We’ve had a love-hate relationship with our Amazon Echo devices since getting our first back in 2016. We love what they do, but we hate that we don’t know more about how to use them better, and we get annoyed at ourselves when we forget the appropriate voice commands to do the things we wish to do. So, for our own benefit, as well as for yours, we came up with a cheat sheet of some of the most useful commands and features of these devices. A copy of this is attached, and a more extensive version with over twice as much content is available to our kind supporters from their special supporter resource page.
First, a quick refresher on what the Amazon Echo is.
Amazon’s Echo units are voice controlled. You speak to them, asking them questions, or asking them to do things, and they reply to you. For example, ask them for information about the weather or news, and they’ll tell you. Ask them to turn on your upstairs lights, and if you have a compatible smart light switch connected to those lights, they’ll turn the lights on for you. Ask them to set a reminder message for you at 2pm to do something, and so on.
Order a pizza, book a restaurant through Open Table, schedule a Lyft or Uber car, ask what movies are playing in local theaters (or television programming), have them convert Euros to dollars, ounces to cups or liters, and so on.
Their speakers can also be used to play music, or as an intercom service, both within your home/office or more broadly to contacts elsewhere in the world. They can be connected to your phone as well.
Some models of the Echo devices also include cameras and screens. And, similar to how Amazon’s Kindle eBook reader started off as a dedicated device and then evolved to become an app available on most phones, tablets, and computers, so too is their Echo app increasingly available on phones, tablets and computers too.
We first reviewed the Echo in December 2016, and then did a follow-up review with more commentary and ideas about how to use Echo units.
The least expensive Echo unit is the Echo Dot. Usually listing for $49.99, the Echo Dot is currently on a “Mother’s Day Special” for $39.99. If don’t already have some, perhaps now is a good time to dip your toe in the water and try one; and if you already have some, maybe now is a good time to get another one or two to add to more rooms in your house.
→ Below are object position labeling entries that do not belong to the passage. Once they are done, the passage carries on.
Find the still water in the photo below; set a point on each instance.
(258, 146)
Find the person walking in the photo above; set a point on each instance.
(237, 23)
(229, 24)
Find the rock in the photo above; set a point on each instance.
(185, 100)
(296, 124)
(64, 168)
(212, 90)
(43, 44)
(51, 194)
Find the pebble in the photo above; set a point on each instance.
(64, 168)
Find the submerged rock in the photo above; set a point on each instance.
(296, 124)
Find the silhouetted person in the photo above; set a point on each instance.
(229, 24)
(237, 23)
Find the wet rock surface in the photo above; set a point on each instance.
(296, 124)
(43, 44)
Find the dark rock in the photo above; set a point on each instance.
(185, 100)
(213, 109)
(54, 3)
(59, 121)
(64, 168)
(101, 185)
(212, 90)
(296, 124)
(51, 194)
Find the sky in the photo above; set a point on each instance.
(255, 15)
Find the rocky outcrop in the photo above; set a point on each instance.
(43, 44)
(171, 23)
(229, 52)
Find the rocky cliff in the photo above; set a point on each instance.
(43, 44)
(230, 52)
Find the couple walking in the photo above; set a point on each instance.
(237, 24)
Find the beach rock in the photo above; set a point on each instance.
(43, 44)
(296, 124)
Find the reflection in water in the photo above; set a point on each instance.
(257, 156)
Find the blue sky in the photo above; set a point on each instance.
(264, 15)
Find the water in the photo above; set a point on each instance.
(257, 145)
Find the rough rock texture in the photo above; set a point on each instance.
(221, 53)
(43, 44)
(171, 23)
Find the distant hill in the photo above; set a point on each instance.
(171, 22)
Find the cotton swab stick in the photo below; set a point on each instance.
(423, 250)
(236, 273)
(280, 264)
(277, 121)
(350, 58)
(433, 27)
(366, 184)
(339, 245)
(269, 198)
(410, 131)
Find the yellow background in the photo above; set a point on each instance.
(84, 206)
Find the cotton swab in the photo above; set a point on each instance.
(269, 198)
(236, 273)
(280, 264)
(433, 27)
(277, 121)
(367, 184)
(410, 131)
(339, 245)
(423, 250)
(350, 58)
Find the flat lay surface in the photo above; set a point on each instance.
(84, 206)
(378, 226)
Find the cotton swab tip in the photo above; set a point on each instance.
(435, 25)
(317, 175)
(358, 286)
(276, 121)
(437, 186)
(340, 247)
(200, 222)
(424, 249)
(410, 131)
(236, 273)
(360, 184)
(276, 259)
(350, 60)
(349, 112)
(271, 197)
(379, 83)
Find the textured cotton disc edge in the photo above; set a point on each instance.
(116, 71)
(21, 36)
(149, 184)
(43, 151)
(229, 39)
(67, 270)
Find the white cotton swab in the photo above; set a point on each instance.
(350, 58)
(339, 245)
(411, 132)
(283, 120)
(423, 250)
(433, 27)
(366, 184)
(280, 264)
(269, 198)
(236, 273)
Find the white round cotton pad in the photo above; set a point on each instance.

The other essential thing to add to your Echo unit are remote control plugs so you can have your Echo devices turn things on and off for you. You can get replacement wall mounted light switches for regular lights if you don’t mind the small amount of rewiring needed to install them. But for items that plug into a wall outlet – including lights and all sorts of other electrical appliances – it is tremendously simple just to add a unit between the wall socket and the device plug – no wiring required.
These smart plugs have plunged in price. When we first started buying them, we were paying $40 for each plug and feeling pleased at the ‘bargain’ we’d uncovered. Now you can get them for as little as $12.99 each, and packs of two, four, six, etc at slightly lower per-unit costs.
There are a couple of things to watch out for when buying smart plugs. The first is to make sure they can be directly controlled by Echo units – some require a ‘smart hub’ that interfaces between the Echo units and the smart plugs, but most don’t. The best thing is to look for an “Amazon Certified” badge on the listing.
The second is to see what the current rating is for the device. Most are rated for 10 amps, some are rated for 15 amps. If you’re simply switching on and off simple appliances and lights, 10A is probably plenty, but if you’re wanting to turn on heavier machinery, heaters, or cooking equipment, then you’ll probably need 15A. 10A is enough for about 1100W of power, 15A is good for 1650W of power.
Here is a link to a ‘cheat sheet’ with some of the most useful of the many commands you can use with your Alexa Echo. Some of them refer to built in capabilities of the devices, and others relate to additional ‘skills’ that you download to your device – a bit like adding apps to your phone or tablet, for example, and a very easy process to do. (Note – Travel Insider contributors can go to their contributor page and download a massively extended 31 page version of this document. If you’re not yet a contributor, you can become one here.)
When we wrote about the Echo unit in December 2016, there were about 4,000 different skills. Now there are more than 25,000, and you can even now develop your own skills through a fairly easy ‘do your own programming’ “skills blueprint” tool that Amazon offers. As far as we are aware, currently all skills are completely free (even in cases where an equivalent phone based app costs money to purchase), making it enticing to wade through some of the long listings of skills to find ones that could be of interest.